There are also a few downsides:

  • pollution. All those aging tuctucs, red trucks and scooters make their dent in the quality of air.
  • burning season. The air gets really bad between mid-February to mid-April. That's actually why I am leaving now.

A caveat

I'm getting really tired so I'll try to slowly wrap this up. The stay here would've been great, if it wasn't for a continuation of the all too familiar and extremely frustrating trend - getting sick. I was sick for almost three weeks early in the year, and then I got sick again about week and a half ago. It's frustrating, I need to finally find a way to fix this once and for all. Apart from that, it was A+.

What I learned

Alone vs. lonely

Perhaps most importantly, there is a big difference between being alone and lonely. This rung especially true in the first weeks when I arrived here - I didn't know almost anybody. And I was "alone". But then as I met new people, it was great. Having a handful of friends and like minded people around which I hang out with from time to time is way better for me than the alternative. What I learned is that you can actually feel more lonely when you're in a bad company than when you are by yourself, and really cherry-picking who do you want to spend time with.


I continued to struggle with finding a good routine. I usually tend to work too much, get too exhausted and then get burned out a bit, which usually results in getting sick. By being sick, I am not productive for extended period of time, and I feel like I need to catch up. And the cycle continues.
The lesson? I really need to work towards better regime. Wake up earlier. Work a bit less. Find more way to relax. Exercise more. It will be a long process but it will be so worth it.
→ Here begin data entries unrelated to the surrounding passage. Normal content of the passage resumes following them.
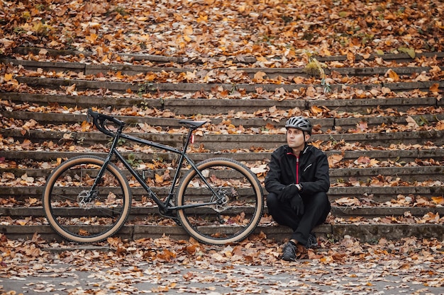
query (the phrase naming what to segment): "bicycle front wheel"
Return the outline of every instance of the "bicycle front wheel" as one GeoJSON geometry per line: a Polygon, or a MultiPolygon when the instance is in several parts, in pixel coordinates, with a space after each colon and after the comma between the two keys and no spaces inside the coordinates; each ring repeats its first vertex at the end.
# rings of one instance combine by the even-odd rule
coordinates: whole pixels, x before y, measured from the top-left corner
{"type": "Polygon", "coordinates": [[[131,204],[126,178],[112,163],[96,181],[104,160],[77,156],[59,166],[48,177],[43,206],[52,229],[77,243],[103,241],[124,224],[131,204]],[[97,185],[93,189],[91,186],[97,185]]]}
{"type": "Polygon", "coordinates": [[[196,240],[222,245],[245,238],[256,228],[264,209],[256,175],[245,165],[226,158],[196,164],[203,178],[191,169],[181,181],[177,216],[196,240]]]}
Humbleness, confidence, and patience

I actually learned this from Matt. I was amazed how he was able to talk about his failures. His struggles. But at the same time, be healthy confident when talking about his accomplishments. There is a fine line between humbleness and confidence. And patience is the secret sauce. You need all three - You need to be confident that you can achieve your goals. You need to be patient and keep chipping away at it day in and day out. And by being humble, you'll be able to carry on without seeing visible progress for a long periods of time. It's interesting to think about how these three are interconnected and depend on each other.

I recently realized that I was starting to lose my patience. Ever so slightly. And I was loosing my humbleness - I felt like given how much I invest into it, I should've been further by now. As for confidence - I actually have some. I strongly believe that I have the capacity to achieve my goals. But it won't happen unless I'll be able to (A) find solid regime, (B) invest more time and focus in marketing, and (C) move forward faster. There are a lot of variables, lot of moving parts. I'll be curious to see how it will all evolve going forward.


This will be the last point, I think. While I'm really grateful for the people I met here, I recently realized that I might not be appreciating enough the state I'm in now. There's is always something that I can be unsatisfied about. For example: I'm not moving forward fast enough. I don't do enough work.. It feels at times as if I'm pushing myself too hard and not give myself enough credit. It's too easy to just focus on the negative. I realized that I need to make conscious effort every once in a while to slow down, look around and actually appreciate things, my situation and my work performance for what they are. Because they are really not that bad. (Well, except for the performance, obviously :P)

Ugh, 1300 words. And my intention was to keep this short (I swear!). If you made it all the way here, please tell me in the comments, it gives me frenzies. Oh, it's exactly midnight, I'll better go to bed now. Cheers!